What are typing patterns?

Typing patterns are the digital representation of a person’s unique typing behavior, similar to physical biometrics such as fingerprint recognition, facial recognition, and iris scanning. 

To generate a typing pattern, TypingDNA uses an array of different metrics, including press time, which is the duration that a key is pressed, and seek time, which is the duration between keystrokes. When people type on their keyboards, TypingDNA develops a string of parameters that determine individual attributes of the way they type. 


What are TypingDNA recorders?

Whenever you implement TypingDNA, you should start by integrating our typing pattern recorders. Make sure to go to TypingDNA’s GitHub repository and download the latest version of the recorder that works best for the technology you are using. 

Direct links:

Take a look at this tutorial we’ve made to find out how to record good typing patterns.

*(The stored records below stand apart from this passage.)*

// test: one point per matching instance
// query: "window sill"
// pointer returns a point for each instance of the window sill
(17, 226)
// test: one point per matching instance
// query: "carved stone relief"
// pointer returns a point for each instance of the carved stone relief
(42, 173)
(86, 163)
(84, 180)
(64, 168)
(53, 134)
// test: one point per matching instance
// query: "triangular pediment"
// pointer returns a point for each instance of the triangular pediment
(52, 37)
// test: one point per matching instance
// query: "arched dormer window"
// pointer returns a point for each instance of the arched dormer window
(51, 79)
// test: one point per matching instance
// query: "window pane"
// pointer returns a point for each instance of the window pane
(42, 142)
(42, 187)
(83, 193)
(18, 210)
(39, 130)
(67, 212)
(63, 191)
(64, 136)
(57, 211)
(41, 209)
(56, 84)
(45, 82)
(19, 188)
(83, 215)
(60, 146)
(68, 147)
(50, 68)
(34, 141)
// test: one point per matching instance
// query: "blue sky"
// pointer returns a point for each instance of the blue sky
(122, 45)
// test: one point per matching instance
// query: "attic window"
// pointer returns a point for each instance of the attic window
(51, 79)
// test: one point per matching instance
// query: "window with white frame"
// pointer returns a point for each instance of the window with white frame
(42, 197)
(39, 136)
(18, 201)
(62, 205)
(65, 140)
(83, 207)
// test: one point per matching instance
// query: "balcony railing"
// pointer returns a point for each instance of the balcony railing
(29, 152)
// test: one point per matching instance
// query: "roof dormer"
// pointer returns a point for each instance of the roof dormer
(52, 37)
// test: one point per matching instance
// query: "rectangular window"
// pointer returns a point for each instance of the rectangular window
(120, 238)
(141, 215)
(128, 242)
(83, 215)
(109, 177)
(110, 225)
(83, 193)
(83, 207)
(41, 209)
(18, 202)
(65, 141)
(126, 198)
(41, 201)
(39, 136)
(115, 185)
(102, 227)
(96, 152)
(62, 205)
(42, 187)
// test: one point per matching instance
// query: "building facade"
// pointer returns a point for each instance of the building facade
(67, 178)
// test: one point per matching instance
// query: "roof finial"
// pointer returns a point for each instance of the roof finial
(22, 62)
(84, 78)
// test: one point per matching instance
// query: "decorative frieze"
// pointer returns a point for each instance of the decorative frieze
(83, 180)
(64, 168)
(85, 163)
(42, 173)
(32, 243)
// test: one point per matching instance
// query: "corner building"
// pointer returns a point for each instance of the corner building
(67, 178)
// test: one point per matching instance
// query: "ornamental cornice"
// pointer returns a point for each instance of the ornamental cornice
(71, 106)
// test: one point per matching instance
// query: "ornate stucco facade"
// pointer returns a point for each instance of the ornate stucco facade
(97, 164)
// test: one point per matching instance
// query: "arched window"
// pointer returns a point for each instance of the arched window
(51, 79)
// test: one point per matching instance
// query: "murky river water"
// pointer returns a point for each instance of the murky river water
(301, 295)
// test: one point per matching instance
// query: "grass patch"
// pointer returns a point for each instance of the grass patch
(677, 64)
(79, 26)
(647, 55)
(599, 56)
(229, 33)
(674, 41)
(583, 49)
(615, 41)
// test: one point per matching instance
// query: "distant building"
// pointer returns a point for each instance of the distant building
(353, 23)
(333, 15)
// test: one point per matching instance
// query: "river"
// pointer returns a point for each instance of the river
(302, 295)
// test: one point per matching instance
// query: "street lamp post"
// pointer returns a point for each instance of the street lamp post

What forms a typing pattern?

Any typing pattern has a header and a body. The header is crucial for the accurate interpretation of the information found in the body of the typing pattern, which defines the way the user types. Type 1 & 2 (more information below) patterns share a similar structure:

The header of a typing pattern consists of general information, including device type, recorder version, text length, operating system, browser type, browser version, and browser language. It also includes text ID, ahashed value obtained from the data typed by the user used to verify whether they have previously saved other typing patterns for the same text without knowing what the user has actually typed.

The body of the typing pattern allows us to go into more detail about how the user types: the time between two keypresses, how long they hold a key down, keyboard input (whether the keyboard is touch-based, physical, or a combination of both), and keyboard type (internal, external, or mixed).

Find out more in the API documentation.

How does a typing pattern differ on mobile?

For mobile, typing patterns also include data gathered on each keypress from the gyroscope and accelerometer, including acceleration, rotation, pitch, and roll, all of which help increase the accuracy of authentication.

Learn more about the TypingDNA mobile integration process.

Types of typing patterns

Sametext pattern (type 1) is dedicated to same-text authentication and should be used whenever you want the user to type the same text they typed for enrollment each time they authenticate. For example, it can be used for login authentication, as the user types the same email and password every time they sign in. First and last names, credit card numbers, and short identical phrases are other examples of texts that can be used for same-text authentication.

Anytext pattern (type 0) is used when you want your users to authenticate on a different text than the one they used for enrollment. For example, you can use this typing pattern to authenticate users when they compose emails, write documents, and have a text-based conversation.

Extended typing pattern (type 2) includes detailed information about the text a user types, including the string itself.

Learn more about the types of typing patterns.

What is the typing pattern viewer and how can I use it?

As every typing pattern is unique, our API returns an error when you use the same typing pattern twice. If you want to test your solution and need some typing patterns generated, you can use the type-to-output tool located on the typing pattern viewer page.